Now taking this analysis a few steps further, one should consider the amplifier as a large electric motor. When it tries to start, it produces a significant inverse transient on the line. As it spins up, this load lessens and the line then regains its amplitude. In the case of an electric motor, full rotor speed is (crudely put) the same as an amplifier idling, waiting for a signal. As the load engages the motor, it tends to become a greater load to the line and demands more current. As the audio signal is amplified by an amplifier, its power transformer becomes more of a load, and, therefore, places more of a load on the line.
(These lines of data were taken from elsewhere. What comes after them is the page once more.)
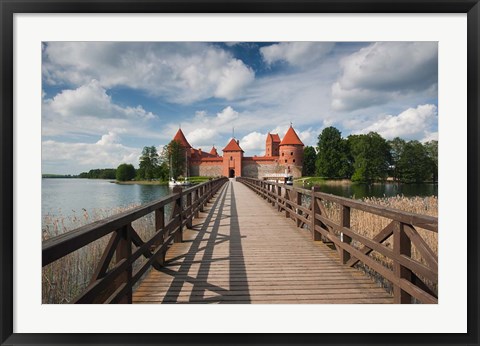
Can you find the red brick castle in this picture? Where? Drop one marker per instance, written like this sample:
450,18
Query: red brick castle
281,156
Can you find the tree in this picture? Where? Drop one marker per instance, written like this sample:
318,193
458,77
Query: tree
175,155
396,149
371,155
432,152
125,172
333,156
414,165
148,163
309,158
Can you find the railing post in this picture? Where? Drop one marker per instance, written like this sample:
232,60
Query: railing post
401,246
159,227
287,198
271,191
298,201
189,206
197,201
279,196
315,210
178,209
201,194
345,219
124,251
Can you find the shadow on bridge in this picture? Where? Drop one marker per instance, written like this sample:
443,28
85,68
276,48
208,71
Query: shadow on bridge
213,269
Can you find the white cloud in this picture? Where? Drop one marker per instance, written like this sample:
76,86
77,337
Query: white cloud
414,123
107,152
385,71
254,142
296,53
227,115
180,72
91,100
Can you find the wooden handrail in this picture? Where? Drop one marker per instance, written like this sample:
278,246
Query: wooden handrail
113,283
407,272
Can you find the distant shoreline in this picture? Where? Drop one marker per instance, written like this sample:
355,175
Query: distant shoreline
141,182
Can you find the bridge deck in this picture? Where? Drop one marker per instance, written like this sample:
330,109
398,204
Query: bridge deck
241,251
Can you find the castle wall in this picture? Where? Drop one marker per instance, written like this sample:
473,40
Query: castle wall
208,168
258,169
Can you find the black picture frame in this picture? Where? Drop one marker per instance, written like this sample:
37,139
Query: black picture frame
10,7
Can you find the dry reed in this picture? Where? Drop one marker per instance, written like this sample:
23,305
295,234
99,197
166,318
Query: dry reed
66,278
369,225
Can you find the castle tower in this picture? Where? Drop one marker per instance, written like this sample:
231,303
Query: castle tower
291,153
272,145
214,151
232,159
180,138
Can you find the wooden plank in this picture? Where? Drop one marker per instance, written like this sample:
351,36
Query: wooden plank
242,251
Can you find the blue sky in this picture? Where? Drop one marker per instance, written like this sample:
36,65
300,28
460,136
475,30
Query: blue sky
102,102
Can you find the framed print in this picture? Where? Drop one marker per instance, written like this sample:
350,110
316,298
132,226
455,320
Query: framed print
239,172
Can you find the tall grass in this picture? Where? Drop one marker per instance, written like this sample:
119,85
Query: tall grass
369,225
65,279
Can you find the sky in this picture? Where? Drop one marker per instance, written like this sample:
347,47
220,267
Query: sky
102,102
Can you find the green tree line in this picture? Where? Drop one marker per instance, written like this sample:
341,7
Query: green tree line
369,157
154,166
99,173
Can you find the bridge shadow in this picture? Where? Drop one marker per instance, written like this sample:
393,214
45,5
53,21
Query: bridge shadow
214,281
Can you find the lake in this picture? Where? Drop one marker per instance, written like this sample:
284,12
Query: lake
67,197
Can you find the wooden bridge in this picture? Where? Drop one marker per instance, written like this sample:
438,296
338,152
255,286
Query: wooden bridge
252,241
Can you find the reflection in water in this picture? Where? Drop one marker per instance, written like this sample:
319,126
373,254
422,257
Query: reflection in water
66,197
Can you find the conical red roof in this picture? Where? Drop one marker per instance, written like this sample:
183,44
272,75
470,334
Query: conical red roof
291,138
180,137
214,151
232,146
275,137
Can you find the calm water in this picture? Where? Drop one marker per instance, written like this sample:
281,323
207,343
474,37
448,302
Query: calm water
359,191
64,197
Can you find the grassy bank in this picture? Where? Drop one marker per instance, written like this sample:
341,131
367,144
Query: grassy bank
370,225
64,279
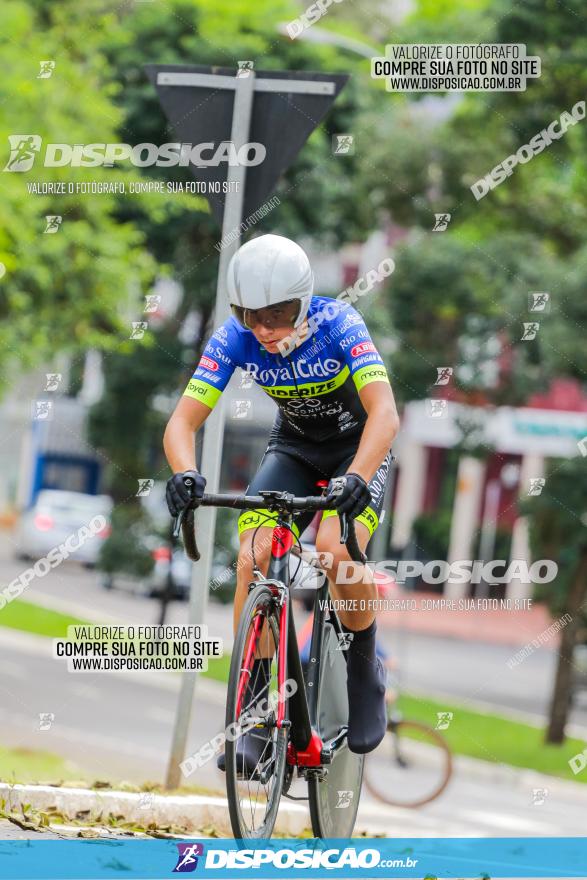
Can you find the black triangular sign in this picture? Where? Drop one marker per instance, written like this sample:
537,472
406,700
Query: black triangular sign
282,121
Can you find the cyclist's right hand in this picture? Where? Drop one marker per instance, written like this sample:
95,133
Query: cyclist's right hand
184,490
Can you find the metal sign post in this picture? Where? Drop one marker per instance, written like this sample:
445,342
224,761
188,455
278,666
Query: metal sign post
279,109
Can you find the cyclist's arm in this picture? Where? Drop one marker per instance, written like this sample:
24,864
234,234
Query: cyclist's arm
210,378
356,349
179,440
380,429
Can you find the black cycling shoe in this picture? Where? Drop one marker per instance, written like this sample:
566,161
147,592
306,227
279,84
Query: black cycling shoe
366,692
252,752
250,745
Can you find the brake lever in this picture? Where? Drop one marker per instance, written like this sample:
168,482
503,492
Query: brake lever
344,527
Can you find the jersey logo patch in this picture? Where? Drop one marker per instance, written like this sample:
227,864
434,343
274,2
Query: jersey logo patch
361,348
208,363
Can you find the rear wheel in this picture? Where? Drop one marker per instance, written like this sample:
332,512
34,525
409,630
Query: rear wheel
253,802
411,767
334,797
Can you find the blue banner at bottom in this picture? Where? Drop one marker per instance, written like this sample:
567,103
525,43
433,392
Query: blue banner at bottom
471,857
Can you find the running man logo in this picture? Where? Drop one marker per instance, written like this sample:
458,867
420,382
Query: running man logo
138,329
23,151
444,719
444,374
53,223
53,381
536,485
530,331
145,486
538,301
343,145
441,222
187,859
46,71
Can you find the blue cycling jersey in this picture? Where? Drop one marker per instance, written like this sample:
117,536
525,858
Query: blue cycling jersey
315,387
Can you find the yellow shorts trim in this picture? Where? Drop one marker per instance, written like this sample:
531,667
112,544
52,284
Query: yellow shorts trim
369,518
To make matters worse, while the amplifier is struggling to deal with a resistive line and the further added resistance of any kind of line conditioner placed between it and the A/C receptacle, it is being subjected to all of the other components'noises as well. To give an example of this, consider that a CD player is infusing various kinds of high frequency noise generated by its internal clock, as well as its processing circuitry. A VCR is as guilty as the CD player, as it probably uses a switch mode power supply and plenty of digital processing as well. If one is using a surround sound receiver and a television, the amount of noise is compounded in a source-by-source fashion.
It should be kept in mind that a prior art line conditioner does little or nothing to correct this kind of problem, and, as stated earlier, usually adds to the problem.
The present invention does much in the way of removing the effects of these problems. The exemplary embodiment herein actually provides a transient power supply when the need arises, as well as a blocking effect to the problems that are caused by the operation of electrical devices. It should be understood that, unlike power conditioning units and any transformer coil(s) used therein, the coil used in the present invention is not in series with the A/C line but rather in parallel across the line.
Once one or multiple "choke coil" units is cascaded or "piggy-backed" or otherwise installed, the exemplary embodiment of the present invention effectively removes much of the problems caused by the ESR in the line and quenches much of the noise produced by the rest of the equipment as well. Bass becomes much clearer, imaging is improved, the color becoming richer and more life-like. In apartment buildings where electrical loading is a serious problem, as well as older houses that have marginal power connections, the exemplary embodiment of the present invention will have an even more dramatic effect.
With respect to computers and their peripherals, particularly a high usage piece such as a laser printer that tends to produce problems when the fuser comes on or such as a copy machine that does essentially the same thing, the exemplary embodiment of the present invention make a great difference.
It should be understood that, although the foregoing analysis is directed primarily to audio equipment and the like, as an exemplary application, the benefits are similar in many other electrical/electronic applications.